Guest editorial – Lawrence J. Marnett, Ph.D. pg. 3
COX-2 was found to be expressed in stimulated inflammatory cells but not in the stomach, whereas COX-1 was found in stomach and many other tissues. This suggested that COX-2 might be the target for the anti-inflammatory action of NSAIDs, whereas COX-1 might be the target for their toxicity. So the race was on to develop a selective COX-2 inhibitor!
Eight years and $200 million later, Monsanto brought Celebrex to market. Celebrex was the biggest drug launch in history, selling approximately $1.5 billon in its first year. Merck marketed Vioxx six months later, and the sales of these two blockbusters grew to nearly $6 billion annually. These selective COX-2 inhibitors appear to have an improved gastrointestinal safety profile for individuals who cannot tolerate non-selective NSAIDs, but their utility for individuals who are not highly sensitive to NSAID toxicity is the subject of considerable debate.
In September 2004, Merck pulled Vioxx off the market after finding that patients in a long-term study who took the drug had an increased risk of heart attack and stroke. Some experts believe all COX-2 inhibitors can cause cardiovascular problems in certain groups of patients. So it will be important to determine the cardiovascular risks of other COX-2 inhibitors and define the patient populations that should or should not be taking these drugs.

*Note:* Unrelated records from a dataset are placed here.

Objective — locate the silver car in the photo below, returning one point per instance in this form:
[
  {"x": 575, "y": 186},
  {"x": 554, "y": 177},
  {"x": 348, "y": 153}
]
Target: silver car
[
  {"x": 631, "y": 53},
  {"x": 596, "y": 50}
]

Studies of inflammation and treatments for it represent a classic example of the bi-directional translation of scientific discovery, from clinic to bench top and back again. Physicians, molecular biologists, pharmacologists, biochemists, and chemists focus on different aspects of how inflammation arises, what are the important molecular players, how their production can be minimized, and how one can optimize the structure of drugs that do this.
Scientists from all over the world bring their skills to this effort individually or collectively as part of multi-investigator teams. By focusing on the key events in inflammation, scientists can identify the most important studies to be conducted, and they can be assured that the results will have important clinical implications. This makes research in inflammation very exciting because one can see the impact of one’s scientific discoveries on improved human health. Since inflammation contributes to many chronic diseases, this impact is further magnified.
The pace of scientific investigation is accelerating dramatically thanks in part to the development of new tools and technologies, which enable us to plan and conduct experiments that were unthinkable only a few years earlier. Information exchange is nearly immediate via the Internet, so the most exciting findings are communicated rapidly to investigators worldwide. But the basic currency of science remains—the formulation of good ideas and the design of experiments to test them, coupled with the hard work and diligence to complete them.
Good scientists are also good innovators. They not only think about what their experimental results mean but they also ask how they can use the new findings to do something that has never been done before. This means they are frequently traveling in uncharted territory, which is simultaneously terrifying and exhilarating. It is also essential to the translation of good science into better medicine.